TEHERAN – Sebuah tabu panjang akhirnya pecah. Pemerintah Iran secara resmi memberikan lampu hijau bagi kaum perempuan di negara tersebut untuk memiliki Surat Izin Mengemudi (SIM) sepeda motor. Keputusan bersejarah ini menandai berakhirnya penantian bertahun-tahun atas hak legalitas berkendara roda dua bagi perempuan Iran.
Resmi Berlaku: Tanda Tangan Wapres Jadi Penentu
Berdasarkan laporan Anadolu, resolusi krusial ini diteken langsung oleh Wakil Presiden Pertama Iran, Mohammad Reza Aref, pada Selasa (3/2/2026). Langkah ini bukan sekadar kebijakan administratif, melainkan mekanisme pelaksanaan atas tuntutan yang selama bertahun-tahun disuarakan oleh para aktivis dan perempuan di Iran.
Meski implementasi teknis telah dimulai, otoritas setempat belum merilis tanggal pasti kapan lembar SIM pertama akan diserahkan ke tangan pemohon perempuan.
Instruksi Khusus untuk Kepolisian
Pemerintah telah menginstruksikan Komando Penegakan Hukum Republik Islam Iran untuk segera menyiapkan infrastruktur pendukung, meliputi:
- Pelatihan Praktik: Penyediaan kursus mengemudi khusus perempuan.
- Ujian Perizinan: Penyelenggaraan ujian di bawah pengawasan ketat kepolisian lalu lintas.
- Instruktur Kualifikasi: Anggota parlemen, Valiollah Bayati, menyarankan penggunaan instruktur perempuan. Namun, instruktur laki-laki tetap diperbolehkan jika ketersediaan tenaga pengajar perempuan belum mencukupi.
Solusi Kemacetan dan Pengakuan Hak
Surat kabar reformis, Jamaran, menyebutkan bahwa selama ini hak perempuan untuk berkendara motor terhambat oleh “berbagai penafsiran” hukum yang abu-abu. Secara hukum nasional, sebenarnya tidak ada undang-undang yang eksplisit melarang perempuan naik motor.

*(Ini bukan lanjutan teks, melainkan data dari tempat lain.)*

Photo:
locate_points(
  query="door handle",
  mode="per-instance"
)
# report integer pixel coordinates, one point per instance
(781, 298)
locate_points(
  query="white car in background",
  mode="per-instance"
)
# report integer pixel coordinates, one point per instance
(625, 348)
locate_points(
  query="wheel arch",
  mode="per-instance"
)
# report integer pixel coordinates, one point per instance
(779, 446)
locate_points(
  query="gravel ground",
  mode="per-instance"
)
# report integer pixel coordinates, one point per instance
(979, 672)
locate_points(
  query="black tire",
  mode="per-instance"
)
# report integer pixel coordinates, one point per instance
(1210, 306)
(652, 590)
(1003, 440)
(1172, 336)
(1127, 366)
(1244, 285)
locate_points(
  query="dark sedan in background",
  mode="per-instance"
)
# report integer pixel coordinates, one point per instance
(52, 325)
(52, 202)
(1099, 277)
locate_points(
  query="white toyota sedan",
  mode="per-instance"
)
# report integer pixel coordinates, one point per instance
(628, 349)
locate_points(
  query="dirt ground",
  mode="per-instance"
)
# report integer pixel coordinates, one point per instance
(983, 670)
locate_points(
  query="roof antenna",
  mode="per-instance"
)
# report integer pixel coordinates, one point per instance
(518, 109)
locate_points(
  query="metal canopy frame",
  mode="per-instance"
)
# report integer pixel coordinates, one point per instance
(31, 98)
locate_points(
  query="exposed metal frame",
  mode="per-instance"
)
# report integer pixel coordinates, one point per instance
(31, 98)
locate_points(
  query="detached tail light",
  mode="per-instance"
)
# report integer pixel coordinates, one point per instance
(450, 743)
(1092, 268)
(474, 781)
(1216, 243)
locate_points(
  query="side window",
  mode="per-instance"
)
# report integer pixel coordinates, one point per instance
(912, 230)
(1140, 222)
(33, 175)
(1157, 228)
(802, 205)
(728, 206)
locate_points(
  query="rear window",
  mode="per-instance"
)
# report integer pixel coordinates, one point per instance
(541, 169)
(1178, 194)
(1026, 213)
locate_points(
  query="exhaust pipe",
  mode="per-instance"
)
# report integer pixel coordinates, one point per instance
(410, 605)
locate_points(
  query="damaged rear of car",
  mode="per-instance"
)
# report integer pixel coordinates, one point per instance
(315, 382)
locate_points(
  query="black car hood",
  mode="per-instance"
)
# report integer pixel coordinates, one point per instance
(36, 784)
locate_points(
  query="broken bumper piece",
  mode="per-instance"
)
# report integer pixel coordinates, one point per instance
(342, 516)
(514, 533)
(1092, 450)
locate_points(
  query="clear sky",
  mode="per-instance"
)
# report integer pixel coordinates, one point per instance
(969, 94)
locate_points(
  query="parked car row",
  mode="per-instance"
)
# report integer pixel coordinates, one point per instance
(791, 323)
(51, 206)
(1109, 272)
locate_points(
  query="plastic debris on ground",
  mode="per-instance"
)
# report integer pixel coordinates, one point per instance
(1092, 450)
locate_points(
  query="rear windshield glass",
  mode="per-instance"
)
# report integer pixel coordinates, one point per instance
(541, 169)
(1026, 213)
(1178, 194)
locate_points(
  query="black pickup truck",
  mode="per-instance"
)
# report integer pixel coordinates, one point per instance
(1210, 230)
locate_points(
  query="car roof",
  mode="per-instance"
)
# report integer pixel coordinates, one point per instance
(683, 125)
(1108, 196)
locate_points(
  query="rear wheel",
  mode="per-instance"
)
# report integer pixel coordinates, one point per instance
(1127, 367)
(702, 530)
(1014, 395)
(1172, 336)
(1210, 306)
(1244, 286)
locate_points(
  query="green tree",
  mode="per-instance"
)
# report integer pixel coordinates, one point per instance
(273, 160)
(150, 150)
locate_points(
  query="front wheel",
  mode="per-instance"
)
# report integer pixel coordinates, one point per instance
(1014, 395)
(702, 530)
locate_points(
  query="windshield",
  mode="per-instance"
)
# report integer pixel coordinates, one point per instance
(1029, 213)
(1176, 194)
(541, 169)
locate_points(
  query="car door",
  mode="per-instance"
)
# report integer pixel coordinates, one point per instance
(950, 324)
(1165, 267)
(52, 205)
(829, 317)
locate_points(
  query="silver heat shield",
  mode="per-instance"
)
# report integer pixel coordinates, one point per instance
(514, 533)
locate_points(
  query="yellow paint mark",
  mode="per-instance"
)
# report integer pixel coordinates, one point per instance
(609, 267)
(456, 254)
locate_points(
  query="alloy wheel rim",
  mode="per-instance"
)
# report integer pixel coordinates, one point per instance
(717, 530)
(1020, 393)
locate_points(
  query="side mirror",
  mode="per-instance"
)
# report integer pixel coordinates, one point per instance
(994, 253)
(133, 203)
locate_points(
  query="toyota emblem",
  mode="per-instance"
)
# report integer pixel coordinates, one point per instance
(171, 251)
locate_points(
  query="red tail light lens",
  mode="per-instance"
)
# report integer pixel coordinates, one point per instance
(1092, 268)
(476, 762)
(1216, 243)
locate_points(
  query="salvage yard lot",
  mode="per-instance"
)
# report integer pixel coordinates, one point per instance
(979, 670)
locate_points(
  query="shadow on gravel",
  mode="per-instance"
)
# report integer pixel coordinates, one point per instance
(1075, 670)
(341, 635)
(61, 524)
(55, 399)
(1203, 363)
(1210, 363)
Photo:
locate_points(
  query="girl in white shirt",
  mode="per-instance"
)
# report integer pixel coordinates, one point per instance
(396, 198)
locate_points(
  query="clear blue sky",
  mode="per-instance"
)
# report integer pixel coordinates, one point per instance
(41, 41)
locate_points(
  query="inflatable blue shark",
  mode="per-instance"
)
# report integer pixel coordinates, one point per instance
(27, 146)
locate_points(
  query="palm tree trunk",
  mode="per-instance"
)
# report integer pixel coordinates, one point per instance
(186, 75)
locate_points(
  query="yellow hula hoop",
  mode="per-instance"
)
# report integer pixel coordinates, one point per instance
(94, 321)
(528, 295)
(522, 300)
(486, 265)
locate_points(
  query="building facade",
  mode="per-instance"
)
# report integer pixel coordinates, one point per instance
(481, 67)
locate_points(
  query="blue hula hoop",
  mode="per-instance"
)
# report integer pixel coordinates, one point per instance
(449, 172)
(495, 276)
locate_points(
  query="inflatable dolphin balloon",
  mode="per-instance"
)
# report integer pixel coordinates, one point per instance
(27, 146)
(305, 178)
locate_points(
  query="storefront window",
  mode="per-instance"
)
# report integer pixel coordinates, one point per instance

Selain soal kesetaraan, kebijakan ini diprediksi membawa dampak positif bagi tata kota:
- Reduksi Kemacetan: Sepeda motor dinilai lebih efektif membelah kemacetan di kota-kota besar seperti Teheran.
- Keselamatan Jalan Raya: Dengan adanya proses perizinan resmi, tingkat kompetensi pengendara perempuan akan lebih terukur dan legal.
“Ini adalah langkah maju menuju pengakuan jalur hukum yang selama ini dinantikan. Tidak ada undang-undang yang melarang, dan kini prosedurnya telah diperjelas,” tegas Valiollah Bayati.